Donald Trump conquistou a maioria dos delegados eleitorais e será o próximo presidente dos Estados Unidos. Durante a campanha, o republicano prometeu abandonar o modelo de diplomacia adotado durante a gestão Joe Biden-Kamala Harris e disse que pretende instaurar uma versão turbinada do protecionismo caracterizado pelo mote “America First”, que guiou seu primeiro mandato, de 2016 e 2020.
Essa mudança de postura terá impactos reais na relação diplomática entre o Brasil e os EUA, avalia Bruna Santos, diretora do Brazil Institute do think tank americano Wilson Center. Parte desses reflexos se deve ao modelo transacional da diplomacia trumpista, onde as negociações se sobrepõem às relações de longo prazo construídas entre Estados.
“Na tradição diplomática brasileira e americana, essa lógica transacional é bem nova. o Brasil não opera desse jeito. O Brasil vai precisar entender o que quer dos EUA e, então, recalibrar a rota”, diz Santos.
Um dos resultados práticos dessa visão seria a implementação de uma tarifa de importação universal, que teria impactos, inclusive, nos produtos e serviços brasileiros, mas que seria maior para os produtos chineses.
“O aumento do protecionismo não é novo. Mas Trump acelera essa fragmentação. Em alguns setores, pode até ser benéfico, considerando os mercados que o Brasil pode ocupar por medidas que seriam impostas a outros países, como a China. Mas esses efeitos (negativos) vão acabar sendo sentidos muito na agenda de energia, biocombustível, ferro e aço. As empresas brasileiras serão obrigadas a entender como fazer negócio com base nessa nova realidade”, afirma Bruna Santos.
Política ambiental e o acordo de Paris
As promessas de campanha de Donald Trump também indicam que haverá uma mudança clara na diplomacia ambiental dos EUA. Foi durante a gestão Joe Biden que os Estados Unidos deram início a um pacote multitrilionário de transição energética — que ampliou os investimentos em energia verde e buscou ampliar a capacidade instalada de produção de carros elétricos nos EUA.

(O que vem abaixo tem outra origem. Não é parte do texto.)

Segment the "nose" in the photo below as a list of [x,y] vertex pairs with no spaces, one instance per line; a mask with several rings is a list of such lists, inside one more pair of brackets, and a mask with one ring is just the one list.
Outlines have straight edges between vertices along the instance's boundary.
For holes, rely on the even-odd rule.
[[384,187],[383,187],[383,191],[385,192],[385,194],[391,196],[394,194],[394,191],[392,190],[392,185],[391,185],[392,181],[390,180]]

O republicano, por outro lado, que já afirmou que a energia verde não é uma de suas prioridades. E no cenário internacional pode reviver uma de suas principais decisões na diplomacia climática: abandonar o Acordo de Paris, que prevê metas ambiciosas de redução de emissões de gases causadores do efeito estufa.
O governo brasileiro, por outro lado, tenta se posicionar como potência ambiental diplomática.
Para Bruna Santos, essa será a principal divergência diplomática entre o governo Lula e a futura administração Trump.
“Vimos uma semelhança de política externa e interna grande entre Lula e Biden. A questão da transição energética e da mudança climática era uma construção de alianças, dentro da ONU, da COP, do G20… Agora, a gente pode esperar uma reconfiguração desse diálogo”.
Lula x Trump
Além das políticas públicas divergentes, há também divergências pessoais entre a Casa Branca e o Palácio do Planalto.
Durante a campanha, Lula manifestou apoio à adversária de Trump, Kamala Harris. E o filho do ex-presidente Jair Bolsonaro, Eduardo Bolsonaro, acompanhou a apuração dos votos na comitiva do republicano, na Flórida.
Essa distância deve se traduzir numa interação cada vez mais pragmática entre os dois países.
“O que eu antecipo é uma relação cordial, onde o Itamaraty vai tentar garantir que a relação bilateral não seja contaminada pela divergência política e ideológica. Já houve uma sinalização por parte dos diplomatas brasileiros em viagem aos EUA na continuidade do trabalho. Resta ver qual vai ser o jogo político que isso vai trazer pro dia a dia”, prevê a diretora do Brazil Institute.